Echoes of 2017 Privacy Repeal

History rhymes: In 2017, Trump signed repeal of Obama broadband privacy rules, freeing ISPs to monetize user data. Critics then and now decry weakened consumer protections. Reuters.

Cybersecurity self-policing draws parallels to IoT labeling efforts. The FCC in 2024 pushed voluntary labels for smart devices, a model now extended to core networks despite 5G risks flagged years ago by Sen. Wyden. CNET.

National Security Implications Unfold

Carr has probed Biden programs for China ties, directing reviews of cybersecurity initiatives. An X post confirmed scrutiny of a Biden-era trust mark over Beijing links. Fox News; Brendan Carr on X.

Yet voluntary measures may falter against nation-states. Salt Typhoon exploited unpatched flaws; without reports, FCC visibility dims. The agency vows “vigilance,” but insiders question enforcement sans data.

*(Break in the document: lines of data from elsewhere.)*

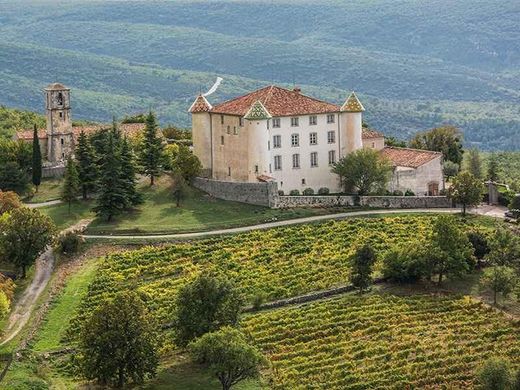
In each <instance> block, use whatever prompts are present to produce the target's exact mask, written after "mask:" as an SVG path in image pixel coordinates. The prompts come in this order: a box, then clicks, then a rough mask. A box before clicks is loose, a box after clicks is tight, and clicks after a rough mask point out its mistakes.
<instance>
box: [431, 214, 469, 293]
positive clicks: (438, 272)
mask: <svg viewBox="0 0 520 390" xmlns="http://www.w3.org/2000/svg"><path fill="white" fill-rule="evenodd" d="M427 253H428V255H427V259H428V262H429V268H430V270H431V272H432V273H433V274H436V275H438V276H439V279H438V282H439V284H441V283H442V278H443V276H444V275H450V276H455V277H460V276H462V275H463V274H464V273H467V272H469V271H470V270H471V269H472V267H473V265H474V261H473V248H472V247H471V244H470V242H469V240H468V237H467V236H466V235H465V234H464V232H463V231H462V230H461V229H460V227H459V226H458V224H457V220H456V219H455V217H453V216H451V215H441V216H439V217H437V220H436V221H435V223H434V224H433V235H432V241H431V247H429V248H428V249H427Z"/></svg>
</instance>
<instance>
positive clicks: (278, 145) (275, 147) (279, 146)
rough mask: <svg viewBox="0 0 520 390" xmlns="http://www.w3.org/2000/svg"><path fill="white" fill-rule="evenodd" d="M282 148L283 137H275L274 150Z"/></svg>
mask: <svg viewBox="0 0 520 390" xmlns="http://www.w3.org/2000/svg"><path fill="white" fill-rule="evenodd" d="M281 147H282V136H281V135H273V148H281Z"/></svg>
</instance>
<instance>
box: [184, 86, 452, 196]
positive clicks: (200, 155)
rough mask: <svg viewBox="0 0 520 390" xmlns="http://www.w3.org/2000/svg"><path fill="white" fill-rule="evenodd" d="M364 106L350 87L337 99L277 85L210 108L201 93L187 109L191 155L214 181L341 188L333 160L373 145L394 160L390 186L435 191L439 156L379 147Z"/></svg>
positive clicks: (337, 159) (440, 187) (419, 191)
mask: <svg viewBox="0 0 520 390" xmlns="http://www.w3.org/2000/svg"><path fill="white" fill-rule="evenodd" d="M364 111H365V108H364V107H363V105H362V104H361V102H360V101H359V99H358V97H357V96H356V94H355V93H354V92H352V93H351V94H350V96H348V98H347V99H346V100H345V102H344V103H343V105H341V106H338V105H336V104H332V103H328V102H325V101H322V100H318V99H315V98H312V97H309V96H306V95H304V94H303V93H302V92H301V90H300V89H299V88H294V89H293V90H288V89H285V88H281V87H278V86H275V85H271V86H267V87H264V88H261V89H259V90H257V91H254V92H251V93H249V94H246V95H244V96H240V97H237V98H235V99H231V100H229V101H225V102H223V103H220V104H217V105H215V106H212V105H211V104H210V103H209V101H208V100H207V99H206V97H205V96H203V95H199V96H197V98H196V99H195V101H194V102H193V104H192V105H191V107H190V108H189V112H190V113H191V115H192V132H193V148H194V153H195V154H196V155H197V157H198V158H199V159H200V161H201V163H202V166H203V169H204V173H205V176H206V177H208V178H211V179H214V180H218V181H231V182H249V183H254V182H260V181H275V182H277V184H278V189H279V190H282V191H283V192H284V193H285V194H288V193H289V192H290V191H291V190H298V191H300V192H301V191H302V190H304V189H306V188H312V189H313V190H314V191H318V190H319V189H320V188H323V187H326V188H328V189H329V190H330V191H331V192H339V191H341V190H342V188H341V183H340V180H339V177H338V175H336V174H333V173H332V172H331V166H332V165H333V164H334V163H336V162H337V161H338V160H339V159H341V158H342V157H344V156H346V155H347V154H349V153H352V152H354V151H356V150H358V149H360V148H363V147H369V148H373V149H375V150H378V151H379V152H380V153H381V154H382V155H384V156H385V157H387V158H388V159H389V160H390V161H391V162H392V164H393V166H394V173H393V177H392V180H391V182H390V184H389V188H388V189H389V190H390V191H392V192H393V191H401V192H405V191H407V190H408V191H412V192H414V193H415V194H416V195H438V194H439V191H440V190H441V189H442V188H444V180H443V173H442V154H441V153H438V152H432V151H426V150H417V149H409V148H395V147H387V146H385V140H384V136H383V135H382V134H380V133H378V132H375V131H371V130H366V129H363V126H362V119H363V112H364Z"/></svg>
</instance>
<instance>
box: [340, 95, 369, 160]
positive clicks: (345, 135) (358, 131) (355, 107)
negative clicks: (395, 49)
mask: <svg viewBox="0 0 520 390" xmlns="http://www.w3.org/2000/svg"><path fill="white" fill-rule="evenodd" d="M363 111H365V108H364V107H363V105H362V104H361V102H360V101H359V99H358V97H357V96H356V94H355V93H354V92H352V93H351V94H350V95H349V97H348V98H347V100H346V101H345V103H344V104H343V106H341V114H340V122H341V124H340V126H341V151H340V157H343V156H345V155H347V154H348V153H352V152H354V151H356V150H358V149H361V148H362V147H363V138H362V126H363Z"/></svg>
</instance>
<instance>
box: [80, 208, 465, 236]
mask: <svg viewBox="0 0 520 390" xmlns="http://www.w3.org/2000/svg"><path fill="white" fill-rule="evenodd" d="M458 212H460V210H459V209H398V210H395V209H393V210H364V211H352V212H349V213H339V214H327V215H316V216H313V217H305V218H297V219H287V220H284V221H276V222H267V223H262V224H259V225H252V226H243V227H238V228H232V229H220V230H211V231H207V232H195V233H177V234H150V235H108V234H107V235H98V234H85V235H83V237H84V238H86V239H89V240H99V239H106V238H110V239H115V240H128V239H139V238H141V239H154V238H156V239H173V240H175V239H189V238H201V237H209V236H218V235H222V234H233V233H243V232H248V231H251V230H260V229H270V228H273V227H280V226H289V225H296V224H302V223H309V222H319V221H327V220H333V219H345V218H349V217H358V216H366V215H377V214H402V213H458Z"/></svg>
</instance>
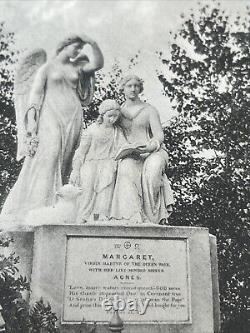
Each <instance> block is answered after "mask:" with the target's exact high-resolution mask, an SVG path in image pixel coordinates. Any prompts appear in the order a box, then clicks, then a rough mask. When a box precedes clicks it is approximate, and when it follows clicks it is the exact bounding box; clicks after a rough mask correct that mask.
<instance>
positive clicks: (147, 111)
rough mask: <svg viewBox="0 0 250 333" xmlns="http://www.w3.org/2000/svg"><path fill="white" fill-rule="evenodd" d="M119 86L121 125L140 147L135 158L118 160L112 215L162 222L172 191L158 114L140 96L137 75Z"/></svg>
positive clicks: (142, 88) (130, 78)
mask: <svg viewBox="0 0 250 333" xmlns="http://www.w3.org/2000/svg"><path fill="white" fill-rule="evenodd" d="M122 90H123V92H124V94H125V98H126V101H125V103H124V105H123V107H122V108H121V113H122V117H121V127H122V128H123V129H124V131H125V134H126V139H127V140H128V142H130V143H131V144H133V145H135V144H138V146H140V145H143V147H141V148H139V149H140V155H139V156H138V157H137V158H134V157H132V156H131V157H128V158H125V159H123V160H121V161H120V163H119V167H118V173H117V179H116V186H115V191H114V197H113V203H112V210H111V216H112V217H113V218H115V219H121V220H123V219H125V220H129V221H131V222H132V223H142V222H149V223H164V222H165V221H167V218H168V217H169V215H170V213H171V211H172V204H173V194H172V190H171V188H170V184H169V181H168V178H167V176H166V174H165V168H166V166H167V163H168V154H167V152H166V150H165V149H164V145H163V139H164V135H163V129H162V126H161V123H160V118H159V114H158V111H157V110H156V109H155V108H154V107H153V106H151V105H150V104H148V103H145V102H143V101H141V100H140V98H139V94H140V93H141V92H142V90H143V85H142V81H141V80H140V79H139V78H138V77H137V76H134V75H131V76H128V77H125V78H124V80H123V81H122Z"/></svg>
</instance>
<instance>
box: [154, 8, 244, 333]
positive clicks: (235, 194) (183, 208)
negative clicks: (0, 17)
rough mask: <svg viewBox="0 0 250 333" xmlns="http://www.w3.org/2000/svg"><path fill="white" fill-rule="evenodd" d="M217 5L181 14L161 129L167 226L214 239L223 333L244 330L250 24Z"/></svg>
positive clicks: (171, 58) (167, 61) (163, 85)
mask: <svg viewBox="0 0 250 333" xmlns="http://www.w3.org/2000/svg"><path fill="white" fill-rule="evenodd" d="M231 19H232V18H229V17H228V16H227V15H226V13H225V12H224V11H223V10H221V9H220V6H219V4H217V5H212V6H211V7H210V6H209V5H206V6H200V9H199V11H198V13H197V12H195V11H192V12H191V13H190V16H189V17H184V16H183V24H182V26H181V29H180V30H179V31H178V32H177V33H176V34H175V35H174V36H173V43H172V44H171V57H170V59H164V57H161V59H162V62H163V64H165V69H166V71H164V72H162V73H159V80H160V81H161V83H162V84H163V87H164V91H165V94H166V95H168V96H169V97H170V100H171V101H172V104H173V107H174V108H175V109H176V111H177V112H178V116H176V118H175V119H174V120H173V121H172V122H171V125H170V126H169V127H168V128H166V129H165V141H166V145H167V146H168V149H169V152H170V159H171V161H172V167H171V168H170V173H171V176H172V183H173V188H174V191H175V194H176V205H175V206H176V207H175V213H174V214H173V216H172V219H171V223H172V224H177V225H180V224H182V225H193V226H206V227H208V228H209V230H210V232H211V233H213V234H215V235H216V236H217V242H218V255H219V279H220V293H221V312H222V320H223V330H224V332H239V333H241V332H242V333H243V332H247V323H246V318H247V317H246V310H247V293H246V289H247V284H248V280H247V278H248V271H247V262H248V258H247V244H249V239H248V234H247V227H248V225H247V209H248V206H247V202H248V199H247V197H248V192H247V185H248V184H249V169H248V134H249V106H250V105H249V104H250V103H249V92H250V91H249V88H250V86H249V82H250V66H249V59H250V25H249V23H250V21H249V13H248V17H247V18H246V19H241V17H240V16H236V17H235V20H234V21H233V22H231Z"/></svg>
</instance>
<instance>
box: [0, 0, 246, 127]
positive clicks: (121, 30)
mask: <svg viewBox="0 0 250 333" xmlns="http://www.w3.org/2000/svg"><path fill="white" fill-rule="evenodd" d="M200 2H201V3H210V4H212V3H213V1H212V0H210V1H202V0H201V1H200ZM220 2H221V7H222V8H223V9H225V10H226V11H227V12H228V15H229V16H230V15H231V16H233V15H235V12H236V11H238V12H239V14H240V15H246V5H247V4H249V5H250V1H246V0H222V1H220ZM197 7H198V1H196V0H146V1H145V0H112V1H110V0H92V1H87V0H60V1H58V0H37V1H36V0H33V1H31V0H30V1H27V0H19V1H15V0H6V1H5V0H0V21H5V27H6V29H7V30H8V31H13V32H14V33H15V40H16V47H17V48H18V49H19V50H29V51H31V50H32V49H34V48H37V47H41V48H44V49H45V50H46V52H47V53H48V56H49V57H51V56H53V54H54V52H55V48H56V46H57V44H58V42H60V41H61V40H63V39H64V38H65V37H66V36H67V35H70V34H71V33H76V34H79V35H81V33H85V34H87V35H89V36H90V37H91V38H93V39H95V40H96V41H97V42H98V44H99V46H100V48H101V49H102V52H103V54H104V59H105V66H104V68H103V71H104V72H108V71H109V70H111V68H112V65H113V64H114V62H115V60H116V61H118V62H119V63H120V65H121V68H122V69H123V71H124V73H126V74H131V73H132V72H133V73H134V74H137V75H138V76H140V77H141V78H142V79H143V80H144V83H145V91H144V94H145V97H146V98H147V100H148V102H150V103H151V104H152V105H154V106H155V107H156V108H157V109H158V110H159V112H160V116H161V120H162V122H163V123H164V122H167V121H168V120H169V119H171V117H173V116H174V112H173V110H172V108H171V104H170V101H169V100H168V98H167V97H166V96H164V95H163V93H162V85H161V84H160V82H159V81H158V79H157V76H156V70H164V67H163V66H162V64H161V61H160V60H159V57H158V56H157V54H156V51H162V52H163V54H164V55H166V56H168V54H169V49H170V47H169V46H170V43H171V37H170V31H174V32H175V31H177V30H178V28H180V25H181V22H182V19H181V14H182V13H184V14H188V12H189V10H190V9H191V8H194V9H195V8H197ZM138 51H140V56H139V61H138V64H137V65H136V66H135V67H134V68H133V70H132V71H131V70H129V69H128V65H129V60H130V59H131V57H133V56H134V55H135V54H137V53H138Z"/></svg>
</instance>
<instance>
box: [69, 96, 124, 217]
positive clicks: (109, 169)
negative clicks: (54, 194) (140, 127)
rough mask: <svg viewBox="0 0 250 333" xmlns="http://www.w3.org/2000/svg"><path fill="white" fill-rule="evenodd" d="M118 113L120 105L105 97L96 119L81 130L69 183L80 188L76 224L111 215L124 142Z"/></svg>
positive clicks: (101, 105) (73, 162)
mask: <svg viewBox="0 0 250 333" xmlns="http://www.w3.org/2000/svg"><path fill="white" fill-rule="evenodd" d="M119 116H120V106H119V104H118V103H117V102H116V101H114V100H110V99H107V100H105V101H104V102H102V104H101V105H100V108H99V117H98V119H97V121H96V122H95V123H93V124H92V125H90V126H89V127H88V128H87V129H86V130H84V131H83V133H82V136H81V142H80V145H79V148H78V149H77V150H76V153H75V156H74V159H73V170H72V173H71V176H70V182H71V183H72V184H74V185H76V186H80V187H81V188H82V190H83V194H82V195H81V196H80V197H79V198H78V213H77V215H78V216H77V220H76V222H77V223H85V222H89V221H94V220H108V219H109V218H110V215H111V204H112V198H113V192H114V187H115V181H116V172H117V166H118V161H117V160H115V156H116V153H117V151H118V150H119V149H120V148H121V147H122V146H124V145H125V144H126V143H127V142H126V139H125V137H124V135H123V131H122V130H121V128H119V126H117V125H116V124H117V120H118V119H119ZM121 199H122V198H121Z"/></svg>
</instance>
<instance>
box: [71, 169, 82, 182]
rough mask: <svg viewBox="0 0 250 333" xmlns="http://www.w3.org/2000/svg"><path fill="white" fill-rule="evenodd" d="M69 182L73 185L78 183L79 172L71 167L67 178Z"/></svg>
mask: <svg viewBox="0 0 250 333" xmlns="http://www.w3.org/2000/svg"><path fill="white" fill-rule="evenodd" d="M69 183H70V184H72V185H74V186H79V185H80V174H79V171H78V170H75V169H73V170H72V172H71V175H70V178H69Z"/></svg>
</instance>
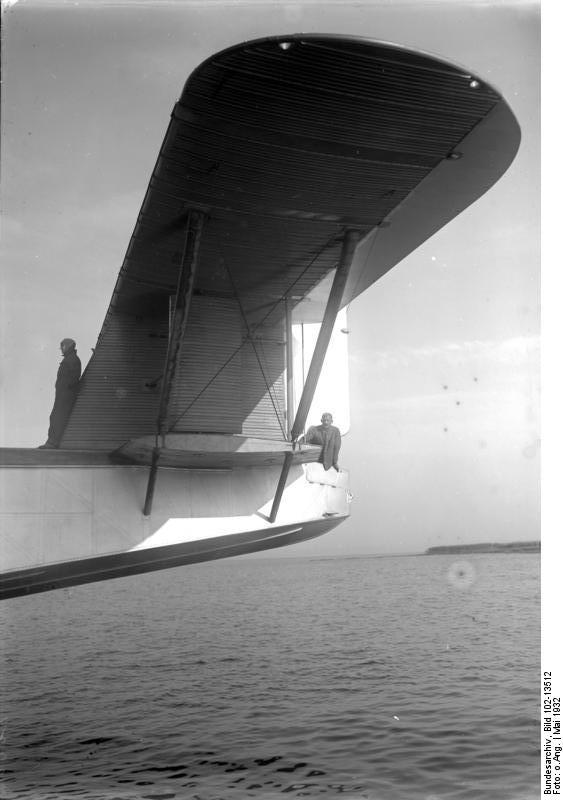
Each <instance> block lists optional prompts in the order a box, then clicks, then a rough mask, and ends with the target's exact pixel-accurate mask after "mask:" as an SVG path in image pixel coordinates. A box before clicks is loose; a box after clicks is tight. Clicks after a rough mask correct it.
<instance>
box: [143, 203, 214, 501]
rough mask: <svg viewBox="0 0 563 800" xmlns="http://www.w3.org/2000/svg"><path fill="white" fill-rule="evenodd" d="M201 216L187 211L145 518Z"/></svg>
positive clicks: (154, 484)
mask: <svg viewBox="0 0 563 800" xmlns="http://www.w3.org/2000/svg"><path fill="white" fill-rule="evenodd" d="M203 220H204V215H203V213H202V212H201V211H195V210H191V211H190V212H189V213H188V220H187V223H186V235H185V238H184V250H183V253H182V262H181V265H180V273H179V275H178V284H177V287H176V297H175V303H174V311H173V314H172V320H171V324H170V335H169V337H168V350H167V352H166V361H165V364H164V374H163V378H162V385H161V393H160V405H159V409H158V419H157V433H156V444H155V447H154V449H153V454H152V461H151V469H150V473H149V481H148V484H147V492H146V495H145V505H144V507H143V514H144V515H145V516H146V517H148V516H149V515H150V513H151V510H152V501H153V496H154V489H155V486H156V473H157V470H158V460H159V457H160V447H161V446H164V437H165V436H166V432H167V430H168V421H169V420H168V408H169V405H170V396H171V393H172V382H173V380H174V375H175V374H176V369H177V366H178V362H179V359H180V352H181V349H182V342H183V340H184V334H185V332H186V324H187V321H188V314H189V310H190V303H191V299H192V295H193V291H194V284H195V276H196V271H197V257H198V252H199V243H200V240H201V231H202V228H203Z"/></svg>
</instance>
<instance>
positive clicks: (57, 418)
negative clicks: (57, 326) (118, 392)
mask: <svg viewBox="0 0 563 800" xmlns="http://www.w3.org/2000/svg"><path fill="white" fill-rule="evenodd" d="M61 353H62V354H63V360H62V361H61V363H60V365H59V370H58V372H57V380H56V382H55V403H54V405H53V410H52V411H51V416H50V417H49V433H48V436H47V441H46V442H45V444H42V445H41V449H48V450H51V449H53V448H57V447H58V446H59V444H60V441H61V439H62V437H63V433H64V429H65V427H66V424H67V422H68V418H69V416H70V412H71V411H72V407H73V405H74V401H75V400H76V395H77V393H78V381H79V380H80V373H81V371H82V365H81V363H80V359H79V358H78V355H77V354H76V342H75V341H74V339H63V340H62V342H61Z"/></svg>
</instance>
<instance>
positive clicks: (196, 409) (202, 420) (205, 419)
mask: <svg viewBox="0 0 563 800" xmlns="http://www.w3.org/2000/svg"><path fill="white" fill-rule="evenodd" d="M195 344H197V346H195ZM240 345H241V325H240V313H239V310H238V307H237V306H236V304H235V303H234V302H233V301H232V300H222V299H219V298H202V297H196V298H193V300H192V304H191V306H190V315H189V318H188V326H187V330H186V340H185V344H184V347H183V349H182V352H181V355H180V362H179V364H178V368H177V373H176V379H175V381H174V387H173V391H172V397H171V402H170V424H171V430H174V431H178V432H180V431H214V432H217V433H240V432H241V429H242V416H241V415H242V408H241V403H240V392H241V384H242V382H243V380H244V375H243V372H242V370H241V363H242V359H241V353H240V349H239V348H240Z"/></svg>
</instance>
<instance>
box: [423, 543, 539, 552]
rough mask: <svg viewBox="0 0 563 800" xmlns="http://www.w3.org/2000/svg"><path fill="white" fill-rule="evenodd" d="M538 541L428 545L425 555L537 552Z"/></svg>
mask: <svg viewBox="0 0 563 800" xmlns="http://www.w3.org/2000/svg"><path fill="white" fill-rule="evenodd" d="M540 550H541V546H540V542H539V541H535V542H505V543H498V542H482V543H480V544H450V545H440V546H439V547H429V548H428V549H427V550H426V551H425V552H424V555H425V556H441V555H445V554H448V553H539V552H540Z"/></svg>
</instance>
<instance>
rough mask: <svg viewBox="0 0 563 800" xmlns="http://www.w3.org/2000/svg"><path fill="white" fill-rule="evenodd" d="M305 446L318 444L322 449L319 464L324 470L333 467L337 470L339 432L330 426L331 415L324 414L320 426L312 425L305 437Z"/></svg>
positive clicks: (324, 413)
mask: <svg viewBox="0 0 563 800" xmlns="http://www.w3.org/2000/svg"><path fill="white" fill-rule="evenodd" d="M305 442H306V443H307V444H320V445H321V447H322V450H321V454H320V456H319V462H320V463H321V464H322V465H323V467H324V468H325V470H327V469H330V468H331V467H334V469H335V470H338V454H339V453H340V431H339V430H338V428H337V427H336V426H335V425H333V424H332V414H329V413H328V412H326V413H324V414H323V415H322V417H321V424H320V425H313V426H312V427H311V428H309V430H308V431H307V434H306V436H305Z"/></svg>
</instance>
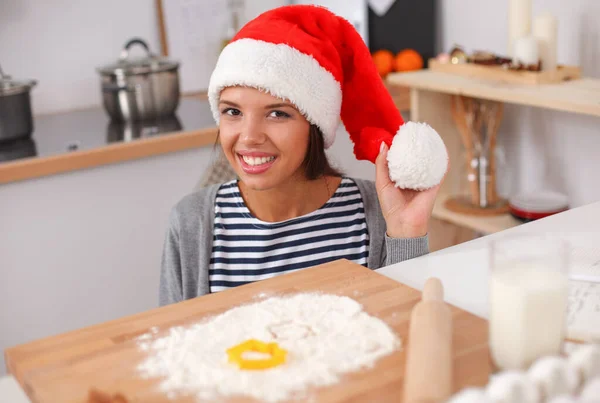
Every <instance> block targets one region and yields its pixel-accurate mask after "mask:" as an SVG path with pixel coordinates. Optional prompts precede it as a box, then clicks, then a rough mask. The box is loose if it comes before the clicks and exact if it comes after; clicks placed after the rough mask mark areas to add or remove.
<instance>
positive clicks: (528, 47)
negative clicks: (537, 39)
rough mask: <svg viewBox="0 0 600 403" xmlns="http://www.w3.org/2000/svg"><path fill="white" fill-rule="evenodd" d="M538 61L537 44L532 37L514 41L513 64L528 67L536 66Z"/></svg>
mask: <svg viewBox="0 0 600 403" xmlns="http://www.w3.org/2000/svg"><path fill="white" fill-rule="evenodd" d="M539 61H540V58H539V52H538V43H537V41H536V39H535V38H534V37H533V36H531V35H530V36H524V37H521V38H517V40H515V45H514V54H513V62H514V63H523V64H524V65H526V66H528V65H533V64H538V62H539Z"/></svg>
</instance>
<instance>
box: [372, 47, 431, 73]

Telecoms’ Mixed Track Record

Providers pledged post-hack fixes, but past breaches—like 2023 MOVEit hacks affecting millions—highlight gaps. Verizon and Lumen touted mitigations, yet FCC now trusts self-assessments over audits. The Record.

Carr’s national security focus includes banning Chinese gear, a unanimous 2022 FCC first. Recent actions target Huawei, ZTE remnants, blending hawkishness with deregulation. Brendan Carr on X.

Path Forward for Agile Defenses?

FCC outlines “improved measures,” eyeing partnerships over rules. Carr visited builders, pushing Trump’s connectivity vision amid permitting wins. FCC on X; Brendan Carr on X.

Democrats resist: Cantwell’s letter signals oversight battles. Wyden-Warner pressure on vulnerability reports underscores tensions. As 5G evolves, self-monitoring’s efficacy remains unproven against escalating threats.

Stakeholder Reactions Intensify

Industry groups applaud reduced compliance costs, potentially accelerating deployments. Critics, including EFF, fear a “race to the bottom.” Carr counters with innovation rhetoric, echoing Trump’s spectrum push for “gig speeds for every American”—now tempered. CNET.

For insiders, the bet is high: Telecoms guard critical infrastructure. Self-policing succeeds if voluntary pacts match mandates; failure invites breaches, congressional backlash, or reversals.